A World Without You(66)



“Let the boy go, Martha,” Dad says, turning to the sports section. He sighs. “It’s more peaceful like this anyway.”

Peaceful. This house is so peaceful that it’s practically dead.

Mom sort of crumples into her seat and listlessly picks up her fork. She eats her food in a circle, starting with the green beans and moving to the mac and cheese before cutting the chicken into tiny pieces. Dad eats absentmindedly, reading the paper. I stab my food and swish it around the plate, but hardly anything winds up in my mouth.

“George,” Mom says.

Dad looks up.

“It’s dinnertime.” She looks pointedly at the paper. He scoots it to the side of the table, where Bo would normally sit, but his eyes linger on the text.

We all chew our food.

I want nothing more than to pick the chicken carcass up off the table and slam it into the ground. The white porcelain platter would shatter beautifully, sending shards across the dark hardwood floors, splattering chicken grease everywhere.

I reach for the bowl of mac and cheese even though I haven’t eaten what’s on my plate yet. I wonder what Dad would do if I turned the bowl upside down on his head. Just that. Just turned it upside down and let the yellow, slimy noodles drip down the side of his face, and then walked back to my room as if nothing happened.

Like Bo did.

What would it be like to be Bo? To be already broken, to have no expectations laid upon me? Because as much as I’d like to burn this whole dining room to the ground, I know I won’t. I won’t ever. My parents can handle one child who walks as if he’s in a trance, taking what he wants and leaving without a word.

They can’t handle it from me too.

The chicken tastes like dirt in my mouth. I’ve never seen Bo act this way before, as if he could pretend he was alone and make it so. I’ve never seen him this far gone, this wrapped up in his own little bubble.

I’m so messed up. I’m so messed up, because right now, I’m sort of jealous.

I don’t have the luxury of allowing myself to break. Bo is Bo. He can do what he wants, be who he wants. But not me. I have to be the good daughter. I have to come home every night. I have to get good grades and have a decent appearance and goals and ambitions that line up with my parents’.

Because if I break, they’ll break too.

It’s a responsibility I’d never really felt before, or at least I never thought about enough to name. But Bo’s actions just cement my place in my family. He can walk away from the dinner table.

I can’t.

? ? ?

After helping Mom wash the dishes before she puts them in the dishwasher, I head back to my room. Bo’s curtain is to the side, so I can see the way he sits in the center of the bed, almost as if he’s meditating, his legs crossed, his head bent. His arms reach out in front of him, as if he’s trying to grab something, but his fingers meet nothing but air.

“Hey.”

Bo opens his eyes, and he seems a little surprised that I’m there.

I pick up his dirty plate from the edge of the bed. “Mom’s doing dishes,” I say as an excuse for interrupting him. He gives me a dismissive jerk of his head.

I turn to go, but then he moves, and I pause, and it feels as if we’re both part of an awkward play, waiting for the other to give a cue.

“Is everything okay?” he asks finally.

I stare at him. Everything but you, I want to say, but we both know that’s not true. Not true at all.

Instead, I try to smile. “I’m glad you’re back home,” I say, and I don’t let myself think about whether or not I’m telling the truth.

Bo’s gaze slides away from mine.

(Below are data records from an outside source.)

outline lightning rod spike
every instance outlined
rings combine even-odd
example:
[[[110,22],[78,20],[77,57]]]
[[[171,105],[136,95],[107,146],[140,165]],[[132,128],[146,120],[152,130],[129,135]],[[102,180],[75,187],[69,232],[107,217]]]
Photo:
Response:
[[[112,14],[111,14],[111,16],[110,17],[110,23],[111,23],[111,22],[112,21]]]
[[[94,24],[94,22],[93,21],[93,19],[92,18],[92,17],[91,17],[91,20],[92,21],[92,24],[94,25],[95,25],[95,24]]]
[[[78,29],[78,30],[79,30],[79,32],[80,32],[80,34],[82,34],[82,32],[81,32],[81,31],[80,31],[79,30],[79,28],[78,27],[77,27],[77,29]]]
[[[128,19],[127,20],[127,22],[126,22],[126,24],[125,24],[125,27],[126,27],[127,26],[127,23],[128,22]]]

It’s obvious he doesn’t feel the same way.

“So, listen,” I say, shifting the plate from one hand to the other. I want to say . . . something. Talking with that doctor a few days ago has made me think a lot about the past, like when I broke my arm. It’s made me wonder when things went wrong. And that’s made me think about when things were right.

“Thanks,” I say.

“For what?” Bo looks confused.

“For, um, teaching me how to drive.”

Bo laughs a little. “What? I didn’t do that. It was Dad or . . .”

“No.” My voice is quiet but certain. “It was you.” When I meet his eyes, it’s obvious he still doesn’t understand. “We were on the road trip, remember? In Colorado. And Dad wanted to ‘take us off the beaten path,’ so he drove us to this really scary, winding road. It wasn’t even a real road; it was for loggers or something. Mom wouldn’t look out the window, and she held on to that bar on the side of the door.”

“Oh yeah,” Bo says, a smile playing on his face. That trip had been our last family vacation. Driving and camping had been fun when we were younger, but we were both in high school then, and it was annoying to have to share the car charger with everyone and hope my phone’s signal lasted in the woods.

“And then Dad stopped the car and told me to drive.”

I still remember the crisp, cold air and the scent of evergreens when Dad and I swapped places in the car. I was fifteen at the time, so it wasn’t technically legal, but the road probably wasn’t technically legal either, and no one was around. Just us and the mountains and the trees. Mom had been nervous, but I was excited—my first time behind the steering wheel. But as soon as I got in the driver’s seat, I sort of freaked out. Not on the outside, of course, but my brain was screaming in panic.